Another reason I was so angry is because the majority of my football-supporting friends from my old town are Chelsea fans and seeing gloating coming from a group of people who have been deafeningly silent so far this season really got my back up.
Fortunately, my rage over the Chelsea result was a rare occurrence but for many others it isn’t. So often I’ll see people tweet about the result ruining their week and some are genuinely distraught over a loss or even a draw. Of course, on the flip side, a good results can have you walking on air for the next few days, which is great but is it really healthy to allow something that’s supposed to be enjoyable affect you so harshly?
Some will argue that the lows make the highs even sweeter and I agree to a degree but I also think that it’s useful to take a step back once in a while.
For some, football is a form of escapism, just like others read books or play computer games to get away from reality, or, of course, simply because they enjoy it, but when you begin to use something that’s supposed to be fun as a crutch, you run the risk of said crutch being taken away.
As someone who’s suffered from both depression and anxiety for a very long time, it became all too easy for me to immerse myself in football to escape the dark cloud that fogged up my brain. Instead of dealing with many of the issues in my life, I’d watch player interviews or match highlights. It was great, it made me happy and, without trying to sound too blunt, it stopped me from wanting to die.
But this meant that when we lost, I felt it like a physical pain. I’d find it impossible to sleep and when I could, I’d intermittently wake up and get that sinking feeling in the pit of my stomach all over again. I’d avoid all social media and try to forget the game even happened.

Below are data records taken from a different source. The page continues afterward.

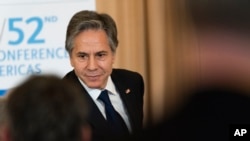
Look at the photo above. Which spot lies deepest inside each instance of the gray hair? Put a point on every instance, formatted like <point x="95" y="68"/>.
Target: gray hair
<point x="85" y="20"/>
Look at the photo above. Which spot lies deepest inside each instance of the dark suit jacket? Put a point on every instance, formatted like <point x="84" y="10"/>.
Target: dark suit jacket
<point x="133" y="101"/>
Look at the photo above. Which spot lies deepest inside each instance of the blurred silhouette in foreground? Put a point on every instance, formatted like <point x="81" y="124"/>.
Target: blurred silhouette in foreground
<point x="221" y="97"/>
<point x="45" y="108"/>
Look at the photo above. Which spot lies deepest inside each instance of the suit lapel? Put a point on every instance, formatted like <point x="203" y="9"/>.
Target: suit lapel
<point x="95" y="117"/>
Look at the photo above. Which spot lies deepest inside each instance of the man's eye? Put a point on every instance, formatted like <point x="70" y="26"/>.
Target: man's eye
<point x="101" y="55"/>
<point x="82" y="56"/>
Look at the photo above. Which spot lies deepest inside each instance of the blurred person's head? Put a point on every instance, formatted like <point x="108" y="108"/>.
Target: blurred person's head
<point x="45" y="108"/>
<point x="91" y="42"/>
<point x="223" y="32"/>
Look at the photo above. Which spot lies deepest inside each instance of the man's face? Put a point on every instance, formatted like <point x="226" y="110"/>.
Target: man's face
<point x="92" y="58"/>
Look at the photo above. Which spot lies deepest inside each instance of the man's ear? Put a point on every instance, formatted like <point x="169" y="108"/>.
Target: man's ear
<point x="86" y="133"/>
<point x="5" y="134"/>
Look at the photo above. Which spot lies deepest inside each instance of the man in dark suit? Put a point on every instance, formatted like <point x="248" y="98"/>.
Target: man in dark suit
<point x="91" y="42"/>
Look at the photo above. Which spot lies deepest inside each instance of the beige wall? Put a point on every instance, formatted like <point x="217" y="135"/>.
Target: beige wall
<point x="149" y="35"/>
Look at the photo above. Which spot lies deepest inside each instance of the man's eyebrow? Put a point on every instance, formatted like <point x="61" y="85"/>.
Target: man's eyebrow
<point x="81" y="53"/>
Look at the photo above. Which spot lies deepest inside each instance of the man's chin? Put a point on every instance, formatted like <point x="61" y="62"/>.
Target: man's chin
<point x="94" y="85"/>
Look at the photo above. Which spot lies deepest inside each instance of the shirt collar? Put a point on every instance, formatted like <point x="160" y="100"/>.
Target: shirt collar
<point x="94" y="93"/>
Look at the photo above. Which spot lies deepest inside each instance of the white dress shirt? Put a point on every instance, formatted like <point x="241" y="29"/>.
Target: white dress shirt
<point x="114" y="98"/>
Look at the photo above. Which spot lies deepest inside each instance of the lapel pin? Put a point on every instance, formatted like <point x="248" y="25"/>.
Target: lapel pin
<point x="127" y="91"/>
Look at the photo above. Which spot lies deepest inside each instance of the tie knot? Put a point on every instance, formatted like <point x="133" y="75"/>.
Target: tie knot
<point x="104" y="97"/>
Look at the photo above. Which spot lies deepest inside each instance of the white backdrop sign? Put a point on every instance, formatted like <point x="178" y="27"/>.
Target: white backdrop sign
<point x="32" y="38"/>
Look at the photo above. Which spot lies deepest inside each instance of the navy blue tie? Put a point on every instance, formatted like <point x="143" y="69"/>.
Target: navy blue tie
<point x="114" y="119"/>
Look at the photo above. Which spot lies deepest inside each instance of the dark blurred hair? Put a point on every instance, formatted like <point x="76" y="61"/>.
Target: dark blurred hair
<point x="46" y="108"/>
<point x="233" y="14"/>
<point x="85" y="20"/>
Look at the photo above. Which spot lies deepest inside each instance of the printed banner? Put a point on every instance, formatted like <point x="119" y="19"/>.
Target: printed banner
<point x="32" y="38"/>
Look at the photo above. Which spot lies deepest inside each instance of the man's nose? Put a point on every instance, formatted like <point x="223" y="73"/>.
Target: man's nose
<point x="92" y="63"/>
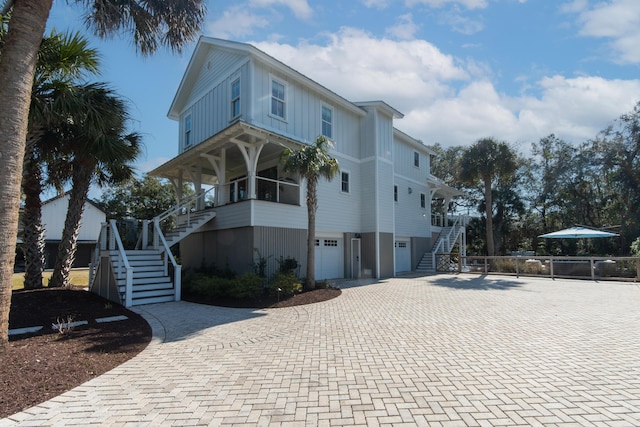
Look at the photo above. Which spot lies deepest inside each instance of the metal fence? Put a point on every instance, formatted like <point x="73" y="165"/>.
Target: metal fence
<point x="594" y="268"/>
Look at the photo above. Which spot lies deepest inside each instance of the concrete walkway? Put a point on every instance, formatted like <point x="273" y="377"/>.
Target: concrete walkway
<point x="439" y="350"/>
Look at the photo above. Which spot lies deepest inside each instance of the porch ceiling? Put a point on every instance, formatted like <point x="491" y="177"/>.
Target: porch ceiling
<point x="240" y="132"/>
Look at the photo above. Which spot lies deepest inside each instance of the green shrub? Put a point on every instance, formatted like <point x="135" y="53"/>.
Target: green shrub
<point x="247" y="286"/>
<point x="287" y="283"/>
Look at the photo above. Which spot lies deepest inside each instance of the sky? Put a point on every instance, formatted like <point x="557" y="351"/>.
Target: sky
<point x="459" y="70"/>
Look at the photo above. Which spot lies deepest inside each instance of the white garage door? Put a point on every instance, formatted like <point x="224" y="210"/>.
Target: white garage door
<point x="329" y="258"/>
<point x="403" y="256"/>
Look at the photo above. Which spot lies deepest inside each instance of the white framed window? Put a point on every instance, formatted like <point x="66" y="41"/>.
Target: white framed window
<point x="327" y="122"/>
<point x="187" y="131"/>
<point x="278" y="99"/>
<point x="345" y="182"/>
<point x="235" y="98"/>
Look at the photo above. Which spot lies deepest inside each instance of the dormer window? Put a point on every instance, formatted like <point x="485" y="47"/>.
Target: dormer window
<point x="235" y="98"/>
<point x="278" y="102"/>
<point x="327" y="122"/>
<point x="187" y="131"/>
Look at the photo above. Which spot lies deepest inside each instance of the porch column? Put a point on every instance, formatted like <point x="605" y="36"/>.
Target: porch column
<point x="251" y="154"/>
<point x="218" y="163"/>
<point x="196" y="178"/>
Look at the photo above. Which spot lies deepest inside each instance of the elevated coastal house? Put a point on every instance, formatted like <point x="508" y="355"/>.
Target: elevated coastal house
<point x="238" y="109"/>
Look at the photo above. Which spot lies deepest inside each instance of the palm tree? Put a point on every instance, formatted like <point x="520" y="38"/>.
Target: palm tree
<point x="482" y="163"/>
<point x="62" y="59"/>
<point x="100" y="150"/>
<point x="151" y="24"/>
<point x="311" y="162"/>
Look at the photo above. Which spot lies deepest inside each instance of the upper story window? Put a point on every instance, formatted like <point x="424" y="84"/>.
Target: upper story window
<point x="235" y="98"/>
<point x="278" y="102"/>
<point x="345" y="182"/>
<point x="187" y="131"/>
<point x="327" y="122"/>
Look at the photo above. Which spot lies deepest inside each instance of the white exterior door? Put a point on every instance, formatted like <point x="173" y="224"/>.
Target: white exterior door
<point x="403" y="256"/>
<point x="329" y="258"/>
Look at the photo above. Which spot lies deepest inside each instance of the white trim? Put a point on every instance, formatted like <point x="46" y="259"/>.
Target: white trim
<point x="348" y="182"/>
<point x="285" y="100"/>
<point x="331" y="123"/>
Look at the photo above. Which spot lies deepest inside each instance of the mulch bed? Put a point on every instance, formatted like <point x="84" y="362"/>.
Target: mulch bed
<point x="39" y="366"/>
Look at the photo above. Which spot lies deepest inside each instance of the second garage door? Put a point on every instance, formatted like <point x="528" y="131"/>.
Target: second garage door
<point x="329" y="258"/>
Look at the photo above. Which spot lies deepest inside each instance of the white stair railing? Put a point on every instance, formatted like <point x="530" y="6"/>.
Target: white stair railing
<point x="184" y="207"/>
<point x="168" y="257"/>
<point x="115" y="243"/>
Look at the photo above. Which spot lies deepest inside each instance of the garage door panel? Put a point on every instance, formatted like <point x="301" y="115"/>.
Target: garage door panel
<point x="329" y="258"/>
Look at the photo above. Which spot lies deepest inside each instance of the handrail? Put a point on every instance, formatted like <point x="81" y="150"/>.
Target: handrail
<point x="114" y="237"/>
<point x="176" y="209"/>
<point x="168" y="256"/>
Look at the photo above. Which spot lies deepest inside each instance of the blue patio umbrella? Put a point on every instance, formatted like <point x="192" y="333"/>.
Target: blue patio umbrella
<point x="578" y="233"/>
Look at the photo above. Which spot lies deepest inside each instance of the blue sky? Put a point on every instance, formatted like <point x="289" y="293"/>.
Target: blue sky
<point x="459" y="70"/>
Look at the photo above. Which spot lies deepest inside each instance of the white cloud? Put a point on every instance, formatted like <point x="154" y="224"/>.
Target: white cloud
<point x="378" y="4"/>
<point x="616" y="20"/>
<point x="469" y="4"/>
<point x="237" y="21"/>
<point x="451" y="101"/>
<point x="300" y="8"/>
<point x="405" y="28"/>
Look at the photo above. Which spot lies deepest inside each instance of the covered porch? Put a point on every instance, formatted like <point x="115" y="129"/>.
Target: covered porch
<point x="239" y="163"/>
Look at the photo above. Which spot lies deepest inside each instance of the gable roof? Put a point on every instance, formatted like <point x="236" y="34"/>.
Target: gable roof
<point x="198" y="59"/>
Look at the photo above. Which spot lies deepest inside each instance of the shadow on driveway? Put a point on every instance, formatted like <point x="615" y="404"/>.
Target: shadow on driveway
<point x="479" y="283"/>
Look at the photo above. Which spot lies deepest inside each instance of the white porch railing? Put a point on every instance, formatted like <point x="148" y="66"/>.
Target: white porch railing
<point x="168" y="257"/>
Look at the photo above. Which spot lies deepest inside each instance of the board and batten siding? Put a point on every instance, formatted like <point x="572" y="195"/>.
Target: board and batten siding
<point x="303" y="112"/>
<point x="217" y="63"/>
<point x="410" y="219"/>
<point x="211" y="111"/>
<point x="404" y="161"/>
<point x="338" y="211"/>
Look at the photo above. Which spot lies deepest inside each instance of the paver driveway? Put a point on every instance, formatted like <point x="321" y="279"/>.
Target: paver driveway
<point x="434" y="350"/>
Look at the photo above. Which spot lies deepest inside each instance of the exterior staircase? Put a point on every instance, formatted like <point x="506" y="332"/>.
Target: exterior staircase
<point x="148" y="273"/>
<point x="447" y="239"/>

Fortunately, as I said, this is something I’ve dealt with over time and I realise for many, what I’m saying may sound a little foolish. As I pointed out, writing for an Arsenal website actually feels very cathartic after a loss.
I’d encourage anyone to do the same if they’re finding themselves becoming too bogged down with anything, not just football. Taking a step back, venting and then moving on when something goes wrong is a lot easier said than done, but a lot healthier than letting it fester.